Потом эти «придурки» чуть ли не до ночи просиживали у Плотникова в кабинете. Вместе с ним они вели мозговой штурм — как выводить научные продукты на рынок? Где заработать деньги? Директор нервничал. Со сбившимся набок галстуком, в белой рубашке без пиджака, который всегда висел на стуле, он мерил шагами кабинет. Говорили все, перебивая друг друга... Чашки недопитого кофе... Кое-что покрепче... Сушки... Ничего не видно из-за сигаретного дыма... Со стороны показалось бы — богема в чистом виде. Как в шестидесятые в писательской среде. Только это уже 90-е. Хочется жить по-человечески. А когда что-то очень хочется, это что-то получается. У Плотникова и его окружения получилось. он начал, как сам говорил, с преодоления люмпен-социалистической идеологии: ввёл систему внутренних грантов, она дала толчок инициативе: победителей вознаграждали деньгами. В кабинете директора со стены били в глаза крупные буквы: «Люди, приносящие деньги, решают всё». Моральный плацдарм создан. Можно приступать к структурной перестройке филиала.

...Карповка заступила на конвейер: разработка — опытный образец — производство. В 1997 году филиал заработал в 20 раз больше, чем в 1993-м. Когда кризисный 98-й парализовал многие научно-исследовательские институты, доход на Карповке не упал. Но главное, люди начали получать зарплату. Не как в других институтах, где её только начисляли, да кое-когда платили, оставляя отработанные месяцы, как долг, с которым предприятие рассчитается позже, при возможности. На Карповке выдавали деньги день в день, как в советские времена.

Карповская площадка стала оживать. Радиофармацевтические препараты для диагностики и лечения больных, технология ядерно-легированного полупроводникового кремния с уникальными свойствами, промышленная линия с ускорителем для радиационно-химического сшивания полиэтилена. Латексы, радиационно-сшитые полимерные материалы и изделия, микрофильтры. Не говоря уже о том, что все материалы, прежде чем отправить в космос, сначала проверяли на радиационную устойчивость здесь же, на Карповской площадке. Словом, она была нужна, она сама себя кормила, она продемонстрировала, какой колоссальный эффект даёт классический союз физики и химии вместе с атомной энергией, именно здесь кроется новый источник питания науки и техники.

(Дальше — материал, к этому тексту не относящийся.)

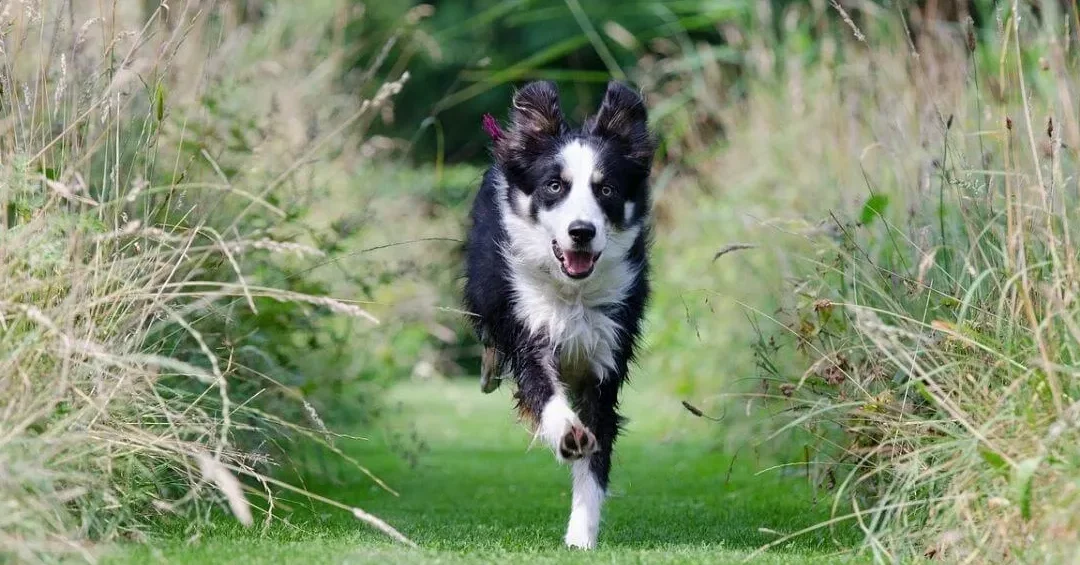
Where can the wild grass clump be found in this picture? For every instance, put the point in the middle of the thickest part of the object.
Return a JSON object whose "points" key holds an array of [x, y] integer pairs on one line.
{"points": [[928, 347], [144, 210]]}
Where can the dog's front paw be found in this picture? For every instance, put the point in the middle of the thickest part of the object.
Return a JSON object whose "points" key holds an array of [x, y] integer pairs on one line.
{"points": [[580, 537], [577, 442]]}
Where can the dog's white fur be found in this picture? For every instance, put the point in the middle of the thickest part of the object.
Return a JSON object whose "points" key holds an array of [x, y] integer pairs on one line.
{"points": [[585, 508], [580, 173], [550, 303], [567, 310]]}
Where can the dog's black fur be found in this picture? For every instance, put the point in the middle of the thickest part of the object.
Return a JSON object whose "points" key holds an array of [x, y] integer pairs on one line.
{"points": [[529, 161]]}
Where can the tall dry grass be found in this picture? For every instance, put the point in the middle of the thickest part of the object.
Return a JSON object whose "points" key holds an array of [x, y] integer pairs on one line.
{"points": [[925, 352], [149, 157]]}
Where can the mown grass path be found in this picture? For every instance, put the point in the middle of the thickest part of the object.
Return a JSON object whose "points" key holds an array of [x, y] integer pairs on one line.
{"points": [[472, 492]]}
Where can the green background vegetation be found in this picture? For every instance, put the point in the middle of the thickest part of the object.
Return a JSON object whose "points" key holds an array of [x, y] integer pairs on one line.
{"points": [[229, 270]]}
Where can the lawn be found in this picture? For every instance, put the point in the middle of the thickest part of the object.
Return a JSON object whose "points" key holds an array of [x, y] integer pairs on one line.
{"points": [[471, 490]]}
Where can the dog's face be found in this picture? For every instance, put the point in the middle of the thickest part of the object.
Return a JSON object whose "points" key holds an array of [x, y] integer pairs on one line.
{"points": [[581, 196]]}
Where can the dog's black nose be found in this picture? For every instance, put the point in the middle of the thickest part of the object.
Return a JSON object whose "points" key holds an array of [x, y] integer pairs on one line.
{"points": [[582, 232]]}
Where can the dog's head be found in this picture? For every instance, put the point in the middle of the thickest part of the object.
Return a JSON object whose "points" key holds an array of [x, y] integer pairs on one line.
{"points": [[581, 191]]}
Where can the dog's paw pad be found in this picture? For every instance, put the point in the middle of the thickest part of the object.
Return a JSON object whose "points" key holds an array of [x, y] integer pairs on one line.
{"points": [[577, 442]]}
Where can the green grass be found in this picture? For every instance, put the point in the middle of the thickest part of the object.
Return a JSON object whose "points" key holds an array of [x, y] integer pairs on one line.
{"points": [[472, 492]]}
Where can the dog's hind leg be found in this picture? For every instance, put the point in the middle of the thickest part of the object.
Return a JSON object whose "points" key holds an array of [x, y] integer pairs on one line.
{"points": [[597, 404]]}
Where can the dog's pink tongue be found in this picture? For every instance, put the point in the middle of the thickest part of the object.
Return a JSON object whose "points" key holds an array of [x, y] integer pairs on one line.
{"points": [[578, 261]]}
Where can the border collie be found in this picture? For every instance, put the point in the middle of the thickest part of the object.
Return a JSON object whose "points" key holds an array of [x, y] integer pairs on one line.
{"points": [[557, 279]]}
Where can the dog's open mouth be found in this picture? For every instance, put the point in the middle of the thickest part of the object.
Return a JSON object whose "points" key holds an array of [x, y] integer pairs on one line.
{"points": [[576, 264]]}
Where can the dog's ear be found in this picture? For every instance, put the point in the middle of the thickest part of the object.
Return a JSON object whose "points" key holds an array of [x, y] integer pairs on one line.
{"points": [[622, 117], [535, 119]]}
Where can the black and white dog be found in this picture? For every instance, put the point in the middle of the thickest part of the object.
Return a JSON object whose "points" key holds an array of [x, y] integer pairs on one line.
{"points": [[557, 277]]}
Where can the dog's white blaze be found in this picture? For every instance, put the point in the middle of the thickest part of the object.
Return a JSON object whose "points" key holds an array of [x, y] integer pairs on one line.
{"points": [[556, 420], [569, 312], [585, 507], [579, 170]]}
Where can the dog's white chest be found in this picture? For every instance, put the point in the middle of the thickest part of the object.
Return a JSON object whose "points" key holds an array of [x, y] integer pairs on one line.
{"points": [[584, 336]]}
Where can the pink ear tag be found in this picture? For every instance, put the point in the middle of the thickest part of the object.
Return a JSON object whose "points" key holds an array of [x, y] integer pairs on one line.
{"points": [[491, 128]]}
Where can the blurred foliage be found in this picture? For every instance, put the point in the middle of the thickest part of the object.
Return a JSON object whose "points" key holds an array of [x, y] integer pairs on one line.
{"points": [[464, 56]]}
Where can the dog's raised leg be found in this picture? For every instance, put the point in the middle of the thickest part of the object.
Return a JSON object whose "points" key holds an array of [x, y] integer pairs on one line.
{"points": [[597, 404], [490, 366]]}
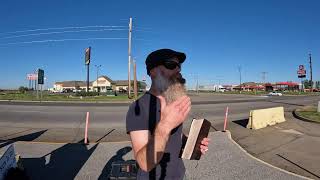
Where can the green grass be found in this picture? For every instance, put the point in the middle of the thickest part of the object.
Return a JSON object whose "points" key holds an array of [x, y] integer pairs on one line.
{"points": [[32, 96], [309, 113]]}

— Так почему этот источник не обогатил филиал? Потому что вы ушли? А кстати, почему вы ушли?

Плотников уже давно перестроился на другой лад. С удовольствие читает лекции студентам физтеха и МИФИ. Но карповская часть жизни — это его пот, боль и восторг. «Ушёл, — говорит, — потому, что «нарисовались» какие-то типы, которые не без согласия сверху хотели отрезать от нас производство. Сказать точнее — создать дочерние предприятия. Знаю я, что это такое. Мы пашем, расходы берём на себя, а им идёт прибыль. Схема уже давно работает на капитализм по-русски. Нам же все завидовали. Живёте, мол, потому что у вас своё производство: придумали — сделали. Да, спасало производство, а теперь, выходит, его продукцию отдай «дяде». Бороться за целостность Карповки без «высокой» поддержки не имело никакого смысла. Я решил плюнуть на всё это... ».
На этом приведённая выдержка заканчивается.